Geosciences and Geophysics

Biography

Biography: Yuan Zeng

Abstract

Monitoring forest biodiversity is essential to the conservation and management of forest resource. A new method called “Spectranomics” that map forest species richness based on leaf biochemical and spectroscopic traits using imaging spectroscopy has been developed. In this study, we use this method combined with the airborne imaging spectroscopy (PHI-3 with 1 m spatial resolution) data to detect the relationship among the spectral, biochemical and taxonomic diversity of tree species based on 20 dominant canopy species collected in the Longmenhe Forest Nature Reserve of China. Seven optimal biochemical components (chlorophyll, carotenoid, water, specific leaf area, nitrogen, cellulose and lignin) were selected (R2>0.58, P<0.01) to indicate the forest biodiversity, and the max species number detected by the 7 biochemical combination was 14. Then, 7 vegetation indices were derived to represent the corresponding biochemical components, and scaled from the canopy to leaf scale by divided leaf area index.
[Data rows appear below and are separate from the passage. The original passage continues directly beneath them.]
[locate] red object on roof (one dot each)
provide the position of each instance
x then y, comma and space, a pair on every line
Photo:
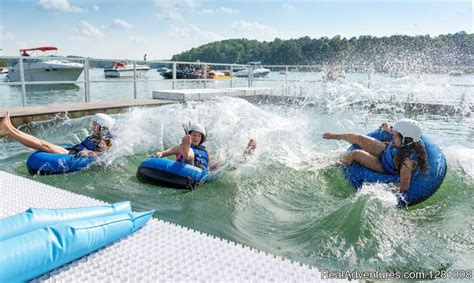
44, 48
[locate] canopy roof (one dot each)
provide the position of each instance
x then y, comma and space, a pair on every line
43, 48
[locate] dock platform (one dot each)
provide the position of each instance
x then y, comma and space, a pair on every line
24, 115
158, 252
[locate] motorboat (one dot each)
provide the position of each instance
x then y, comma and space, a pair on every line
255, 70
456, 73
36, 69
219, 76
125, 69
187, 72
163, 70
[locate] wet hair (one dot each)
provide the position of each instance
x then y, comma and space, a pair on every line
421, 155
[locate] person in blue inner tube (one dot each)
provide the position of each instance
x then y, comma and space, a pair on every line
402, 154
192, 152
98, 142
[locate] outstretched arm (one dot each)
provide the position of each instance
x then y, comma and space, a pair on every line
168, 152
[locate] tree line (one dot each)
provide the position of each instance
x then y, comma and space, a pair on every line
421, 53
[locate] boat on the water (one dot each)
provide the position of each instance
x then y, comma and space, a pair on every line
256, 71
190, 73
123, 69
36, 69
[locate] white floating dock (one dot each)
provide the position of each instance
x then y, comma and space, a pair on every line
160, 251
205, 94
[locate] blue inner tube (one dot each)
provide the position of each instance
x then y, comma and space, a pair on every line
45, 163
171, 174
422, 186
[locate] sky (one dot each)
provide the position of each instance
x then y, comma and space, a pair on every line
128, 29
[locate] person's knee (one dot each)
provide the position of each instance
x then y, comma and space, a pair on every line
357, 154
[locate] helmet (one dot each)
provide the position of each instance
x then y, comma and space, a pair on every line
198, 128
103, 120
408, 129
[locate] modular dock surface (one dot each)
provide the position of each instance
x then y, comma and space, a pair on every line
160, 251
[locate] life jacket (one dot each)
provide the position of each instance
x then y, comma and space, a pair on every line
201, 158
88, 143
389, 157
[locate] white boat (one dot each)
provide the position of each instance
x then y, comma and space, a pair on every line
258, 72
125, 69
456, 73
44, 69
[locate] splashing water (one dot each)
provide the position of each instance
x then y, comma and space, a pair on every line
289, 198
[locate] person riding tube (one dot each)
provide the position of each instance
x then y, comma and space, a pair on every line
401, 154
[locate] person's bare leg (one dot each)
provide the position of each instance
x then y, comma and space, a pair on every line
369, 144
363, 158
186, 151
27, 140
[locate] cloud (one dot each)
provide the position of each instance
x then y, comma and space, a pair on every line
5, 35
256, 29
207, 11
228, 10
167, 4
87, 30
59, 6
121, 24
176, 17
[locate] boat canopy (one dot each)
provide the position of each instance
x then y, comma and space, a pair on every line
43, 48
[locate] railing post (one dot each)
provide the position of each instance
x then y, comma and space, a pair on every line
134, 80
23, 86
250, 76
371, 67
231, 76
205, 75
174, 75
87, 84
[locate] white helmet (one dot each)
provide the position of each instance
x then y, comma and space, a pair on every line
104, 120
198, 128
408, 128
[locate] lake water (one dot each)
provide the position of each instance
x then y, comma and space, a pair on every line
289, 199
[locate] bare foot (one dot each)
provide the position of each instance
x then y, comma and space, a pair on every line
251, 146
5, 127
329, 136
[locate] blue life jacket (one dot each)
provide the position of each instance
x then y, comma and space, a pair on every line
88, 143
201, 158
388, 157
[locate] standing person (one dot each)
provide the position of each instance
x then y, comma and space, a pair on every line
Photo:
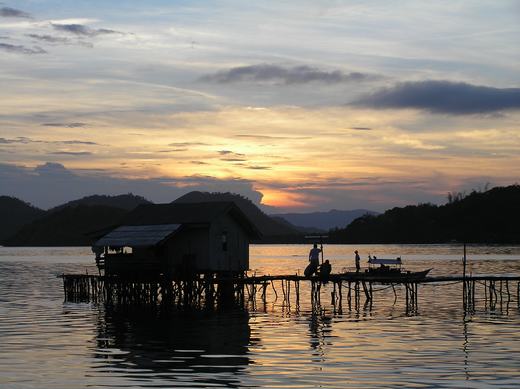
314, 261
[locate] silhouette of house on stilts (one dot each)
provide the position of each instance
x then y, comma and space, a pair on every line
176, 240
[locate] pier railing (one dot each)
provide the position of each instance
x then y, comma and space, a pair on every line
348, 290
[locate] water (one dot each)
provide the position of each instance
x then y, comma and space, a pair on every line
46, 343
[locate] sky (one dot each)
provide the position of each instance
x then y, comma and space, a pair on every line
298, 105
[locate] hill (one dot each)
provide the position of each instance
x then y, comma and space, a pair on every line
125, 201
70, 226
73, 223
271, 229
15, 213
323, 221
481, 217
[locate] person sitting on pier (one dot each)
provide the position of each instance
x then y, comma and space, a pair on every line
314, 261
325, 270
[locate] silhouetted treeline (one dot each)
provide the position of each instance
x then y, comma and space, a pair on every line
490, 216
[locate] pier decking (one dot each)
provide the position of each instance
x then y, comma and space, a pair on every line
347, 289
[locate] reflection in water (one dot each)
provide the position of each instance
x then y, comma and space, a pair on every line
45, 343
173, 348
320, 327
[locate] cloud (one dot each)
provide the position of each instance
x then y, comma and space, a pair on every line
71, 153
52, 39
7, 12
270, 137
51, 184
187, 144
444, 97
20, 139
255, 167
233, 159
76, 142
19, 49
26, 140
67, 125
82, 30
287, 75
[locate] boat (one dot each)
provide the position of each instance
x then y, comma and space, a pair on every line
392, 268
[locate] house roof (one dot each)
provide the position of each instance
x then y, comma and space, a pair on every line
137, 236
189, 213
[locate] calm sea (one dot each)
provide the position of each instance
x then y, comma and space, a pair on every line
47, 343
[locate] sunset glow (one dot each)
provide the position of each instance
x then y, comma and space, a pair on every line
232, 101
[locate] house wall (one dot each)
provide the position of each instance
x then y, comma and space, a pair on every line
236, 255
188, 249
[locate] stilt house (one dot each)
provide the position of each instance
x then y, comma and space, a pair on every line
174, 239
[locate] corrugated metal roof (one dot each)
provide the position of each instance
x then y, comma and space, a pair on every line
137, 236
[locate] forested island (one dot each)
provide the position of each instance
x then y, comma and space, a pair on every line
489, 216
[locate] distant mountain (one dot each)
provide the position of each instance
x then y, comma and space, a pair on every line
271, 229
15, 213
125, 201
323, 221
69, 226
480, 217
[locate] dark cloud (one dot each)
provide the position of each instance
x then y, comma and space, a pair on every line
19, 49
53, 40
7, 12
269, 137
444, 97
173, 150
233, 159
187, 144
286, 75
254, 167
67, 125
49, 38
20, 139
76, 142
25, 140
71, 153
82, 30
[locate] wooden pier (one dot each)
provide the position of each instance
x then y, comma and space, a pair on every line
347, 290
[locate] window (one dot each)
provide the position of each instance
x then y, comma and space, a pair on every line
224, 241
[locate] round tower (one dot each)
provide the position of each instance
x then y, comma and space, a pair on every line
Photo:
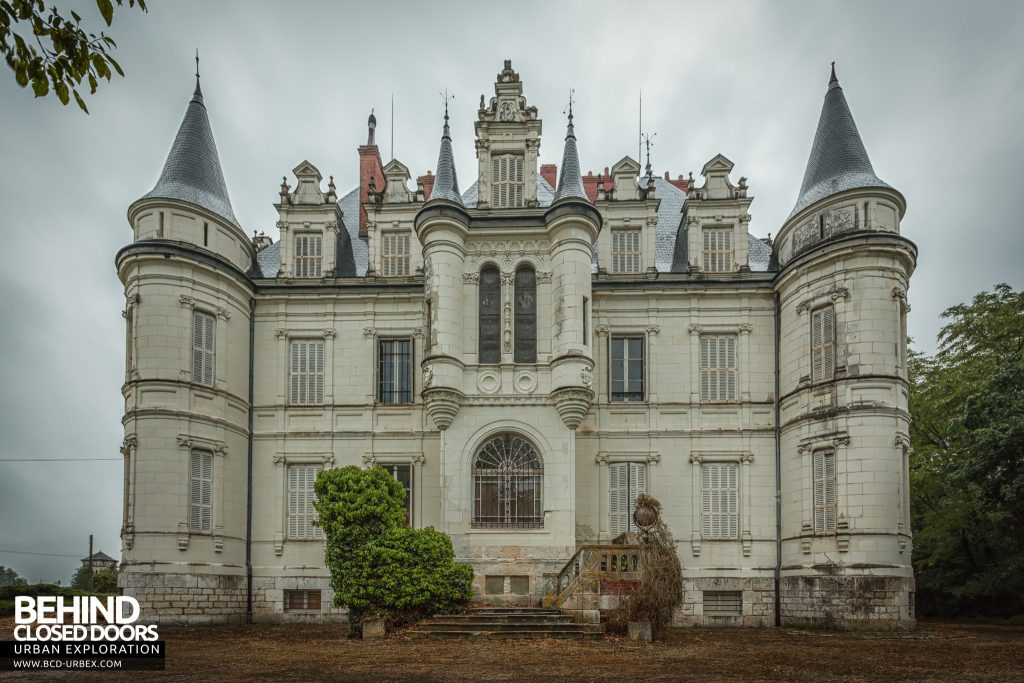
441, 226
186, 387
844, 272
572, 223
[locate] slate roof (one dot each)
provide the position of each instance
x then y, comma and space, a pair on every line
838, 161
446, 181
192, 172
570, 178
670, 252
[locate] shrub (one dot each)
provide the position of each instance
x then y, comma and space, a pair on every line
659, 590
379, 567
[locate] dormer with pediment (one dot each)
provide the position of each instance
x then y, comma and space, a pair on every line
310, 225
393, 249
629, 210
717, 220
508, 141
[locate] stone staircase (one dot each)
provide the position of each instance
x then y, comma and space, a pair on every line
507, 624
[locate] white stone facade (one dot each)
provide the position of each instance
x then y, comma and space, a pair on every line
769, 410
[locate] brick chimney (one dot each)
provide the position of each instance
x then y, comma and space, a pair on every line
590, 182
550, 173
428, 184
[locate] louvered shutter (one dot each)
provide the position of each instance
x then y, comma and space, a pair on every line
637, 484
706, 501
619, 498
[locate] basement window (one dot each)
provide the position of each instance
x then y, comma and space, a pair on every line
302, 601
723, 603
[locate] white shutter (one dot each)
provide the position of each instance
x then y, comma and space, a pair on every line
619, 503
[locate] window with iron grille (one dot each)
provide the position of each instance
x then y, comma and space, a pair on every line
491, 315
718, 368
306, 372
626, 251
508, 484
201, 491
203, 347
627, 369
394, 254
718, 250
626, 481
719, 501
403, 475
822, 343
301, 514
525, 315
824, 492
723, 603
302, 601
394, 382
308, 255
506, 181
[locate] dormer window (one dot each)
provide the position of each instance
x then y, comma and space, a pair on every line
308, 255
394, 254
506, 181
718, 250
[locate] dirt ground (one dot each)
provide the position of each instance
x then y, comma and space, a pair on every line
934, 652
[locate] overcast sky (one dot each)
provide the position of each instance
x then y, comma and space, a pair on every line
936, 88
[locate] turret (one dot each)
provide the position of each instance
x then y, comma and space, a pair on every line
188, 297
842, 311
573, 224
441, 226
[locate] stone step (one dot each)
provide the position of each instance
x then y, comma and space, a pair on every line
560, 634
503, 619
491, 626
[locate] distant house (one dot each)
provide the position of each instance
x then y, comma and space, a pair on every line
100, 562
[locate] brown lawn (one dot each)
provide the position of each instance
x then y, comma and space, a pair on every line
935, 652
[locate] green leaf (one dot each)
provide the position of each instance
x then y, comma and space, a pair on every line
107, 9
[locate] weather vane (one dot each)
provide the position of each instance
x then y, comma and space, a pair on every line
446, 97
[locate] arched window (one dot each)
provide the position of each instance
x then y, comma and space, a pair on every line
525, 315
491, 315
508, 484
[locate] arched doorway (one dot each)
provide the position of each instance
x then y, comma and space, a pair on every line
508, 484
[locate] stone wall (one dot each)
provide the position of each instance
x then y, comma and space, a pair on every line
758, 605
186, 598
848, 602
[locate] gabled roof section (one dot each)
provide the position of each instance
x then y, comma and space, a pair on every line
839, 160
192, 172
446, 182
570, 180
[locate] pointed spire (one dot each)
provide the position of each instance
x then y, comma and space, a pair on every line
446, 182
570, 178
192, 172
839, 160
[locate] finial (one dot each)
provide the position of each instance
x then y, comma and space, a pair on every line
647, 142
446, 97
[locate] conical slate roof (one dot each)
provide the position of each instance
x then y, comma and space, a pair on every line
445, 181
192, 172
570, 180
839, 160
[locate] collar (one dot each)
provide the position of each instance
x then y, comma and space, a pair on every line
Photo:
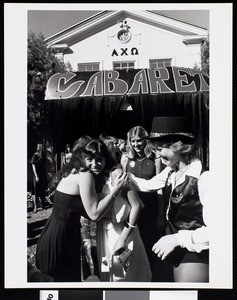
194, 169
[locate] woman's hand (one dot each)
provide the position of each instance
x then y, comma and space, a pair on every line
165, 245
120, 182
119, 247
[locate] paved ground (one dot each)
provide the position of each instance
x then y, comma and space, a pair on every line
35, 223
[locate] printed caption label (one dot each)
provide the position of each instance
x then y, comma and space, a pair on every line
48, 295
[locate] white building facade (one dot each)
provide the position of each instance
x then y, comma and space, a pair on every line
113, 40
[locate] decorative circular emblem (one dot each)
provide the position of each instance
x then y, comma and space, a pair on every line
124, 36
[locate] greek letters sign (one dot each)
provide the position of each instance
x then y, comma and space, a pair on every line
126, 82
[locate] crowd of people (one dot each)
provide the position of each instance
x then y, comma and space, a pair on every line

In addition, we used the morphological crown control method based on watershed algorithm to isolate individual tree crown by LiDAR (>4 points/m²). Finally, a self-adaptive Fuzzy C-Means (FCM) clustering algorithm was applied to determine the optimal clustering numbers (i.e. species richness) and Shannon-Wiener for each 30x30 m window based on the isolated individual tree height and 7 biochemical indices. According to total 22 sample plots, the mapping results show that the predicted species richness is close to the field measurements (R2=0.6482, P<0.01) and the predicted Shannon–Wiener index provides higher estimated accuracy (R2=0.8252, P<0.01) than the species richness.